Bruce placed his head on the counter once more. He’d put himself back together countless times. Even after suicide attempts. There was no arguing that he deserved to be alive, because he didn’t, but he couldn’t end it without ending Hulk. Which meant he needed to come to grips with living. There was no other choice.

He took in a hitching, wet breath. He might be a monster, he might be poison, he might be everything his father had told him he was, and his mother may have died for nothing. He was a murderer, an abuser, and a monster. But he’d put himself back together before and done a lot of good. And he’d accomplished that alone.

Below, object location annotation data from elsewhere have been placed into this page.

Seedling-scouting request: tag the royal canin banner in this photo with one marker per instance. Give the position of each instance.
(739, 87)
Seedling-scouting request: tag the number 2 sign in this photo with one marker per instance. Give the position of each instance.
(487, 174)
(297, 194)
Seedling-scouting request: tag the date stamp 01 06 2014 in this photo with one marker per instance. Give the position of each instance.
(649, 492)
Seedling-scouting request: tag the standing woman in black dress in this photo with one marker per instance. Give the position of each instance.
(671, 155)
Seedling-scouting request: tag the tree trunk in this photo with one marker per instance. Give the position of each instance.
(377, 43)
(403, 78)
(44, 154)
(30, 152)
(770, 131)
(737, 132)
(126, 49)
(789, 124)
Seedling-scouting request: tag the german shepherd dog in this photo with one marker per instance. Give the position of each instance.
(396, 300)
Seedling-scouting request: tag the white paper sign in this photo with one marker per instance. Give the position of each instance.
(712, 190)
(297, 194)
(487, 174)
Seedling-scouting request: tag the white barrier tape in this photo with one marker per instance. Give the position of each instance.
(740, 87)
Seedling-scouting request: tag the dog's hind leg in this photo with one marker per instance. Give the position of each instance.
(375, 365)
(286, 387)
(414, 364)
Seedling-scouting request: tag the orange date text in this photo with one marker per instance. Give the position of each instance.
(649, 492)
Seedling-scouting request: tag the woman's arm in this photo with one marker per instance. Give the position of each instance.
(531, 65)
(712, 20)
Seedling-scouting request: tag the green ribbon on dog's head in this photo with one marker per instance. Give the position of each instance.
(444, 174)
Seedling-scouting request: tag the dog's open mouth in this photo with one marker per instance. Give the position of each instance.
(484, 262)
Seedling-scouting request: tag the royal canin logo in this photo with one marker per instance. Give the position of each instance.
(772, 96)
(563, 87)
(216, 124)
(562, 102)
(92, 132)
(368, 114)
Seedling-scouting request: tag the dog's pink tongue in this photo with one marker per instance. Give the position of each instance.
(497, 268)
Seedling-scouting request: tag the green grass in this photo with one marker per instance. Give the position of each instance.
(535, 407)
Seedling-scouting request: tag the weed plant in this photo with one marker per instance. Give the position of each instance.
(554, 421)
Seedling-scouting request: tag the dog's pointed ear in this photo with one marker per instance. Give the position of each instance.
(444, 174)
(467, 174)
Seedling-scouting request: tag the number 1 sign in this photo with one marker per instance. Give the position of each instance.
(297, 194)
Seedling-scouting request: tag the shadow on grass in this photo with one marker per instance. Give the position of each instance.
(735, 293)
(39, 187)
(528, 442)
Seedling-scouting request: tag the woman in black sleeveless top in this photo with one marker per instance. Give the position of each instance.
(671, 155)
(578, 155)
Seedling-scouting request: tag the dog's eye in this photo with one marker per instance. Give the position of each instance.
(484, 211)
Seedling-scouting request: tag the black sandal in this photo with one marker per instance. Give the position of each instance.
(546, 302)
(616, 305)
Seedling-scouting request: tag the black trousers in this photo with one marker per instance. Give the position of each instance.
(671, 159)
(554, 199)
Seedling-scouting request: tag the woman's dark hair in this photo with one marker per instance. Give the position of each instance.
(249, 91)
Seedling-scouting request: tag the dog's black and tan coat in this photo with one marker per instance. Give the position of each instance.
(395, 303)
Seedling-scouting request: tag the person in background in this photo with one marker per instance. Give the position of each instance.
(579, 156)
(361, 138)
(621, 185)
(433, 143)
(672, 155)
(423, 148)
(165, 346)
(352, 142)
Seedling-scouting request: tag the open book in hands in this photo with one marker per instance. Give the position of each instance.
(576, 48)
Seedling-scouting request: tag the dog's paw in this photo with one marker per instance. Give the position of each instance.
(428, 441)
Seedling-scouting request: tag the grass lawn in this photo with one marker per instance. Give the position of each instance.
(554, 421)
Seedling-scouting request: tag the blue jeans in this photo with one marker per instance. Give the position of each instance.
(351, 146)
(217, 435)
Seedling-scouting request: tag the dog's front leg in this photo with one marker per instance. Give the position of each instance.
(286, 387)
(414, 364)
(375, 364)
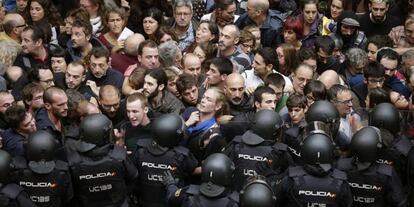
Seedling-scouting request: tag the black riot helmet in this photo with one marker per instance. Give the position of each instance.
(217, 172)
(95, 130)
(385, 116)
(5, 166)
(326, 112)
(168, 130)
(318, 149)
(41, 147)
(257, 193)
(365, 144)
(266, 124)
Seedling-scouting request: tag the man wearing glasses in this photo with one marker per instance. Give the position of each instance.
(13, 25)
(374, 77)
(391, 62)
(341, 97)
(183, 23)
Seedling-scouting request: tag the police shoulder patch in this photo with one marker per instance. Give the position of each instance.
(178, 192)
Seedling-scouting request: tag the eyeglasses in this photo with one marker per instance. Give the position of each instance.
(345, 101)
(183, 14)
(378, 80)
(22, 25)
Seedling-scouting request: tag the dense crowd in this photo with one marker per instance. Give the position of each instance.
(206, 103)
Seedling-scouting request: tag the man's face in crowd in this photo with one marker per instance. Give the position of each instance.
(302, 76)
(37, 100)
(99, 66)
(227, 38)
(259, 66)
(228, 13)
(213, 76)
(29, 46)
(234, 91)
(278, 91)
(28, 125)
(58, 64)
(343, 102)
(208, 103)
(268, 102)
(192, 66)
(110, 105)
(136, 112)
(79, 38)
(390, 67)
(149, 58)
(183, 16)
(378, 11)
(347, 31)
(375, 82)
(21, 5)
(59, 105)
(46, 78)
(190, 96)
(151, 87)
(372, 52)
(297, 114)
(74, 76)
(409, 32)
(6, 100)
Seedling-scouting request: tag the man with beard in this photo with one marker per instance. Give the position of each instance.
(82, 41)
(160, 101)
(223, 14)
(32, 97)
(74, 78)
(34, 52)
(22, 124)
(324, 47)
(100, 73)
(187, 87)
(111, 105)
(6, 100)
(50, 117)
(228, 40)
(377, 21)
(391, 61)
(269, 21)
(239, 100)
(348, 31)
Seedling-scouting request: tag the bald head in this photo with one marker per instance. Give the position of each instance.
(13, 24)
(132, 43)
(234, 88)
(262, 5)
(329, 78)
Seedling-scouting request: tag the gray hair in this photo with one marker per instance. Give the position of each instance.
(187, 3)
(356, 57)
(407, 55)
(168, 52)
(9, 50)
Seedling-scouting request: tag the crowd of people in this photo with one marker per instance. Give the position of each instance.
(206, 103)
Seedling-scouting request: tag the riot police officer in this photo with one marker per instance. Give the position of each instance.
(101, 171)
(395, 151)
(217, 172)
(253, 146)
(315, 183)
(161, 155)
(372, 184)
(47, 181)
(257, 192)
(320, 111)
(11, 195)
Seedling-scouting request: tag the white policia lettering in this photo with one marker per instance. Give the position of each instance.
(253, 158)
(97, 175)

A gentle hand rested on the back of his neck, rubbing soothing circles onto his skin. He opened his eyes to see Tony standing above him, and was suddenly struck with the realization that he wasn’t going to be alone again anytime soon. That didn’t sound like the life, like the reality, he’d come to know. Bruce closed his eyes again. Maybe it didn’t matter that this might not be real. Maybe this was better.

**Notes for the Chapter:**

> Thanks for reading! Comments and kudos are greatly appreciated!


	3. The Demons We Keep

**Notes for the Chapter:**

> Oh my God, this chapter is finally done. I don't know why this was so freaking difficult to write. Sorry it took so long, I'm trying to make a deadline to apply for grad school so things are a little hectic. This is un-beta'd, as always, and edited less than normal, so I'm really hoping it reads alright.

Twenty-four hours. Tony had been with Bruce for twenty-four hours, and he was already convinced he couldn’t do this alone. Tension was mounting in the small space, and he was certain it would culminate in Bruce having another breakdown. What upset him most was the fact that he was acutely aware of this, despite nothing significant happening, and he couldn’t do a thing about it.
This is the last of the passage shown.